Le critique et réalisateur André S. Labarthe est décédé le lundi 5 mars à l’âge de 86 ans. Avec sa série « La danse au travail », il avait offert 5 portraits de grands danseurs et chorégraphes.

Mort d’André S. Labarthe, cinéaste qui filmait la danse
André S. Labarthe disparu le 5 mars 2018, © Maxppp / Tiboul

« C’est en aimant et en donnant à admirer les œuvres des autres qu’André a construit la sienne ». Dans un communiqué, la Cinémathèque française a annoncé la disparition d'André S. Labarthe, le lundi 5 mars 2018, à l’âge de 86 ans. 

Proche des Cahiers du cinéma, André S. Labarthe s’était associé en 1964 à Janine Bazin, veuve d’André Bazin, pour lancer la série Cinéastes de notre temps.
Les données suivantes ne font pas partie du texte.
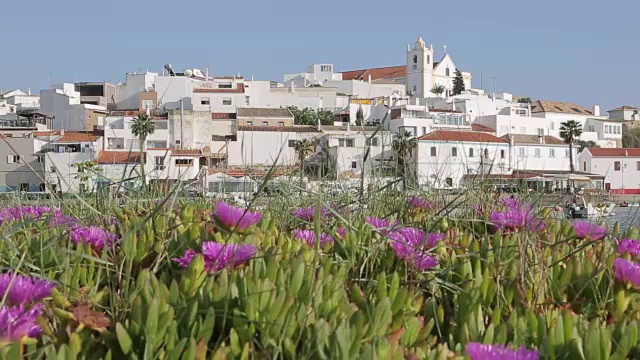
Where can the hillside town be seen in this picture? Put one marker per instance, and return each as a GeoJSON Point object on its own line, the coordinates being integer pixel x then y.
{"type": "Point", "coordinates": [422, 121]}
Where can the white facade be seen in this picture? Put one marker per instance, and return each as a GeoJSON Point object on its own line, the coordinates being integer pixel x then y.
{"type": "Point", "coordinates": [620, 168]}
{"type": "Point", "coordinates": [442, 163]}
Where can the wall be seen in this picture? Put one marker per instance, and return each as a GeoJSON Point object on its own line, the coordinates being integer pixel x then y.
{"type": "Point", "coordinates": [434, 170]}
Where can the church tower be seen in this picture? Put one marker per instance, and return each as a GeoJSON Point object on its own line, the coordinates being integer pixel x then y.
{"type": "Point", "coordinates": [420, 69]}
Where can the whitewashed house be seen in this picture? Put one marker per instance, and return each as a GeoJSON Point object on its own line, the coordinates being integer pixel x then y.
{"type": "Point", "coordinates": [620, 168]}
{"type": "Point", "coordinates": [444, 157]}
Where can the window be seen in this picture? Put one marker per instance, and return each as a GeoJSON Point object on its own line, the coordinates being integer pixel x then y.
{"type": "Point", "coordinates": [13, 159]}
{"type": "Point", "coordinates": [159, 162]}
{"type": "Point", "coordinates": [184, 162]}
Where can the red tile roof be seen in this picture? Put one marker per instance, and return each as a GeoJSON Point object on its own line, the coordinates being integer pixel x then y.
{"type": "Point", "coordinates": [222, 116]}
{"type": "Point", "coordinates": [239, 89]}
{"type": "Point", "coordinates": [465, 136]}
{"type": "Point", "coordinates": [615, 152]}
{"type": "Point", "coordinates": [118, 157]}
{"type": "Point", "coordinates": [483, 128]}
{"type": "Point", "coordinates": [389, 72]}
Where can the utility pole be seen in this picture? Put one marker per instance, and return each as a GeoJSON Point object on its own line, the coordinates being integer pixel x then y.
{"type": "Point", "coordinates": [181, 118]}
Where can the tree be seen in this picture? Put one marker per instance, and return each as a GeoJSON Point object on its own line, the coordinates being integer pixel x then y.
{"type": "Point", "coordinates": [85, 170]}
{"type": "Point", "coordinates": [458, 83]}
{"type": "Point", "coordinates": [437, 89]}
{"type": "Point", "coordinates": [302, 148]}
{"type": "Point", "coordinates": [359, 117]}
{"type": "Point", "coordinates": [142, 127]}
{"type": "Point", "coordinates": [570, 131]}
{"type": "Point", "coordinates": [403, 147]}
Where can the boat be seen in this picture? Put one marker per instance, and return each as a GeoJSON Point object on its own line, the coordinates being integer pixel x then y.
{"type": "Point", "coordinates": [577, 210]}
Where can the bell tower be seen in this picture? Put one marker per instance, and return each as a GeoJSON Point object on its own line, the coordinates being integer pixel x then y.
{"type": "Point", "coordinates": [420, 69]}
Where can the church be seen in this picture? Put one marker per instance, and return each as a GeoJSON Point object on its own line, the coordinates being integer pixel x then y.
{"type": "Point", "coordinates": [421, 74]}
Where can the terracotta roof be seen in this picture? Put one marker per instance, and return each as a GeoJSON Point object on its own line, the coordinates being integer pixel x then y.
{"type": "Point", "coordinates": [265, 112]}
{"type": "Point", "coordinates": [463, 136]}
{"type": "Point", "coordinates": [389, 72]}
{"type": "Point", "coordinates": [559, 107]}
{"type": "Point", "coordinates": [118, 157]}
{"type": "Point", "coordinates": [532, 139]}
{"type": "Point", "coordinates": [623, 107]}
{"type": "Point", "coordinates": [239, 89]}
{"type": "Point", "coordinates": [482, 128]}
{"type": "Point", "coordinates": [296, 128]}
{"type": "Point", "coordinates": [614, 152]}
{"type": "Point", "coordinates": [223, 116]}
{"type": "Point", "coordinates": [77, 136]}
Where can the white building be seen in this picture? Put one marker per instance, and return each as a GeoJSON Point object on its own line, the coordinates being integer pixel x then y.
{"type": "Point", "coordinates": [444, 157]}
{"type": "Point", "coordinates": [62, 104]}
{"type": "Point", "coordinates": [620, 168]}
{"type": "Point", "coordinates": [539, 153]}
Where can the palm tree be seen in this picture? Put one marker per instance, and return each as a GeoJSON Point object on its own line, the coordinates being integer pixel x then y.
{"type": "Point", "coordinates": [403, 147]}
{"type": "Point", "coordinates": [570, 131]}
{"type": "Point", "coordinates": [302, 149]}
{"type": "Point", "coordinates": [142, 127]}
{"type": "Point", "coordinates": [437, 89]}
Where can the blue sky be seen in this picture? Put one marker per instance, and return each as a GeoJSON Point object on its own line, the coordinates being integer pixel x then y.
{"type": "Point", "coordinates": [566, 50]}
Cette collection, conçue pour l’ORTF,  proposait des portraits de ceux qui font le cinéma, à commencer par Luis Buñuel, à qui ils avaient dédié le premier épisode. 

Ce concept, André S. Labarthe l’a ensuite élargi à d’autres formes d’art, la littérature, la peinture et la danse. La danse au travail, réalisé en 1987 et 1993, présentait ainsi cinq portraits de grands danseurs et chorégraphes, tous sous le même nom Sylvie Guillem au travail, William Forsythe au travail, Patrick Dupond au travail, John Neumeier au travail et l’exception, Ushio Amagatsu, élément d’une doctrine

Dans son ouvrage consacré à cette œuvre, André S. Labarthe, La danse au travail, Jérémy Damian rappelle que ces films « qui ne sont pas des documentaires » étaient agités par plusieurs questions : « Qu’est-ce qu’un film de danse ? Comment filmer la danse, ou plutôt, qu’ont à se dire la danse et le cinéma ? ». L'occasion de se replonger dans ces productions, pour y trouver la réponse.